# Student Performance Prediction Project

## Introduction
This project aims to predict student performance based on various features. The data used includes student profiles, academic performance, and behavioral interactions with a virtual learning environment.

## Data Cleaning and Preprocessing
The first step involves reading the dataset and inspecting its structure. Let's begin by loading the data and displaying some basic information.

In [None]:
import pandas as pd
import matplotlib.pyplot as plt
import seaborn as sns
from sklearn.preprocessing import LabelEncoder
from sklearn.model_selection import train_test_split
from sklearn.ensemble import RandomForestClassifier
from sklearn.metrics import accuracy_score, classification_report, confusion_matrix
from sklearn.svm import SVC
from sklearn.neighbors import KNeighborsClassifier
from sklearn.model_selection import GridSearchCV


data = pd.read_csv('education.csv')

# Display the first few rows and information about the dataset
data_head = data.head()
data_info = data.info()

data_head, data_info

## Dataset Description
The dataset contains 480 entries and 17 columns. Each entry represents a student, and the columns represent various attributes related to the student's education, such as gender, nationality, stage, grade, etc.

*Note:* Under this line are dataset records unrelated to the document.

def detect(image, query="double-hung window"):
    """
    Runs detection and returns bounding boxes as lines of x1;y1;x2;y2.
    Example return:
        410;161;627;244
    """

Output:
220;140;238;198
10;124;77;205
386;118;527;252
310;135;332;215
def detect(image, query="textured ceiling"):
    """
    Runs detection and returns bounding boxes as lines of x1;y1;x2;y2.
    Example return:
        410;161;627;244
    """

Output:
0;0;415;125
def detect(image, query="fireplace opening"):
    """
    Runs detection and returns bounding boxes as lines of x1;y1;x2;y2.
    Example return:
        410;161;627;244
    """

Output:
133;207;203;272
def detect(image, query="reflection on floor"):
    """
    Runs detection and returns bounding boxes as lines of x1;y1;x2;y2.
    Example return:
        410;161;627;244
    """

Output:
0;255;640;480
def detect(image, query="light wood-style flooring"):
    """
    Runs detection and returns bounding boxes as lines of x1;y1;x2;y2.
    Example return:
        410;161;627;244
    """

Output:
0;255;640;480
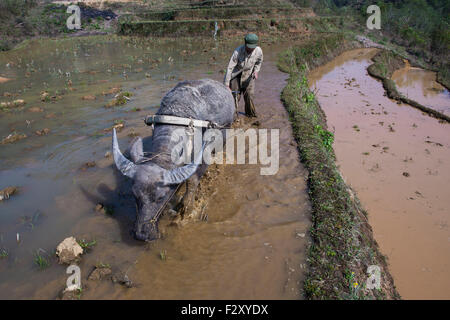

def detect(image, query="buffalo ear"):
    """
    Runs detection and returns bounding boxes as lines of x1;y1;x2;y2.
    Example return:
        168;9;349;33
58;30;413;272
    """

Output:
163;142;206;185
112;128;137;178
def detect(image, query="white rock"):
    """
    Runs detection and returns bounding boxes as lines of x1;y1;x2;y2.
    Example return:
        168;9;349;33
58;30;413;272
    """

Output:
56;237;83;264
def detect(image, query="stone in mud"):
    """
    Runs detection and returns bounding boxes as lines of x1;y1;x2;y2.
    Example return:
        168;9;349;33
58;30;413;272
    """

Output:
84;161;96;168
56;237;83;264
102;87;120;96
0;187;19;201
112;272;133;288
0;132;27;144
88;266;112;281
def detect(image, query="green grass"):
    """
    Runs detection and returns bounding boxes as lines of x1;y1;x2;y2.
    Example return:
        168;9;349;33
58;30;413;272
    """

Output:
278;34;399;299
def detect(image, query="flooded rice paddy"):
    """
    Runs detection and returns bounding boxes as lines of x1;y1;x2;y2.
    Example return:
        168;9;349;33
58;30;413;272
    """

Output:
309;49;450;299
0;37;309;299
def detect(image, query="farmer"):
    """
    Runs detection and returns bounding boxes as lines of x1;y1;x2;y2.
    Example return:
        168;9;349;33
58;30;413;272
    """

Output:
224;33;263;117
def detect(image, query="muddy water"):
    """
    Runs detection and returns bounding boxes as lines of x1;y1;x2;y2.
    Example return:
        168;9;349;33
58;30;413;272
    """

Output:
392;62;450;115
310;49;450;299
0;37;309;299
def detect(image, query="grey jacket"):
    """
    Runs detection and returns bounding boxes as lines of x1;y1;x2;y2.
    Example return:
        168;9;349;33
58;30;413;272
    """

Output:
223;44;263;87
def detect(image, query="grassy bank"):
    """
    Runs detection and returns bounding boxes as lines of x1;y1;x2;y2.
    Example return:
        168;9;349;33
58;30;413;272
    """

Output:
367;50;450;122
310;0;450;89
279;34;400;299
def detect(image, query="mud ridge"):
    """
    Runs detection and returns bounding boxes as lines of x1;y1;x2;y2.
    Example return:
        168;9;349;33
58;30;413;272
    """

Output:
279;34;400;299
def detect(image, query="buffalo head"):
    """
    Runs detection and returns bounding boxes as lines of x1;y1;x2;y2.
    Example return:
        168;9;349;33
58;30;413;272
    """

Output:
112;129;204;241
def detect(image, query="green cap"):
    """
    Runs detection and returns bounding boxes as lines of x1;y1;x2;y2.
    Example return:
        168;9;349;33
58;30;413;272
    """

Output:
245;33;258;49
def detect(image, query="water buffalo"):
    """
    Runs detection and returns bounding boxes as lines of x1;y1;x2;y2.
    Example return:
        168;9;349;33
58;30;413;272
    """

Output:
112;79;235;241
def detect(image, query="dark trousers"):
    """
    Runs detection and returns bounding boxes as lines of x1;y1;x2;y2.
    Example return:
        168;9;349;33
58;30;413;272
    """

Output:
230;75;256;117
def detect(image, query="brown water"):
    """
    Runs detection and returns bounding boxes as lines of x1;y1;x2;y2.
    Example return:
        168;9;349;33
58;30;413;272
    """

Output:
392;62;450;115
310;49;450;299
0;37;309;299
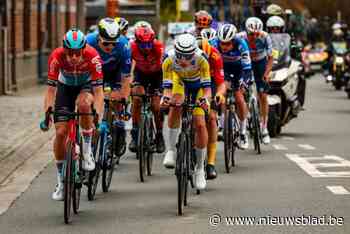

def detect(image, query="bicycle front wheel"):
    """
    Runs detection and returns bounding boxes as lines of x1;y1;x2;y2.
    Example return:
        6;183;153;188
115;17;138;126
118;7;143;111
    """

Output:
136;118;147;182
88;132;103;201
102;135;117;193
64;141;75;224
252;101;261;154
224;110;233;173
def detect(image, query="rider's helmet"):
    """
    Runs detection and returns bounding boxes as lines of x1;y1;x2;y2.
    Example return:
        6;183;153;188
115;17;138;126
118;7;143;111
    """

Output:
135;27;155;50
266;16;285;33
98;18;120;41
134;20;152;28
245;17;264;34
201;28;216;40
266;4;284;15
115;17;129;32
194;10;213;29
174;33;198;59
218;24;237;42
63;28;86;50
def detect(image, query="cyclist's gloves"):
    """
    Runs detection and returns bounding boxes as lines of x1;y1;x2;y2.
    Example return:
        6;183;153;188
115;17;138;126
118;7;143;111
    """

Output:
199;97;210;110
240;70;254;87
39;107;52;132
98;121;108;132
160;96;170;106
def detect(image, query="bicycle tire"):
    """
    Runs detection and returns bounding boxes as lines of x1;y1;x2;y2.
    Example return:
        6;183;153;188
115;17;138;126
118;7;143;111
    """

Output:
147;118;155;176
252;101;261;154
88;135;103;201
64;141;75;224
224;110;233;173
73;168;82;214
136;118;146;182
176;133;188;215
102;134;117;193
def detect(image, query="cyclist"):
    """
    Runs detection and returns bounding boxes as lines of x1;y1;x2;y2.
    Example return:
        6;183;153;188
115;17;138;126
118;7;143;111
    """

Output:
44;29;103;201
115;17;129;38
239;17;273;144
190;10;213;37
129;27;165;153
213;24;253;149
86;18;131;156
197;33;226;179
201;28;216;42
161;33;211;189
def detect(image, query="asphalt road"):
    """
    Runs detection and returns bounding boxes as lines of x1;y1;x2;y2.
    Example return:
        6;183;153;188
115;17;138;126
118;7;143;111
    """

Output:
0;76;350;234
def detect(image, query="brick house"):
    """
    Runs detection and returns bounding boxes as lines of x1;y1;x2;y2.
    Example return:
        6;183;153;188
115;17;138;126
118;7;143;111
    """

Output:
0;0;85;95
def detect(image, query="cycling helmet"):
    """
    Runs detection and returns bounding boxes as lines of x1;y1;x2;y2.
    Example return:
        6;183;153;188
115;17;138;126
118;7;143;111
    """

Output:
266;15;285;28
115;17;129;31
98;18;119;41
174;33;198;55
245;17;264;33
194;10;213;28
201;28;216;40
218;24;237;42
135;27;155;43
63;28;86;50
332;23;342;31
135;20;152;28
266;4;283;15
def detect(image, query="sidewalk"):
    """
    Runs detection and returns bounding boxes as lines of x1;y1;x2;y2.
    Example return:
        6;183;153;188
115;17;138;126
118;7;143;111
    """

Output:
0;86;53;186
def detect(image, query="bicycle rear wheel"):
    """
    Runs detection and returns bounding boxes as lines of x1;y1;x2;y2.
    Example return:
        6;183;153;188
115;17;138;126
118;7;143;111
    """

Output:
88;135;104;201
64;141;74;224
136;118;147;182
224;110;233;173
175;133;188;215
102;137;117;193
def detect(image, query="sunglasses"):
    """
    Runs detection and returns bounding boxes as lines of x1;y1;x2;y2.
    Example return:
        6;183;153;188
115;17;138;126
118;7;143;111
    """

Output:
138;42;153;49
101;39;117;47
175;53;194;60
220;41;232;47
66;49;82;57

Numerical Columns: 'raisedhands', 'VisITedResources', 'AnnouncementsView', 'Discussion'
Categorical Columns: 'gender', 'NationalITy', 'PlaceofBirth', 'StageID', 'GradeID', 'SectionID', 'Topic', 'Semester', 'Relation', 'ParentAnsweringSurvey', 'ParentschoolSatisfaction', 'StudentAbsenceDays'
Target Column: 'Class'
There are no null values in any of the columns, which is a good starting point.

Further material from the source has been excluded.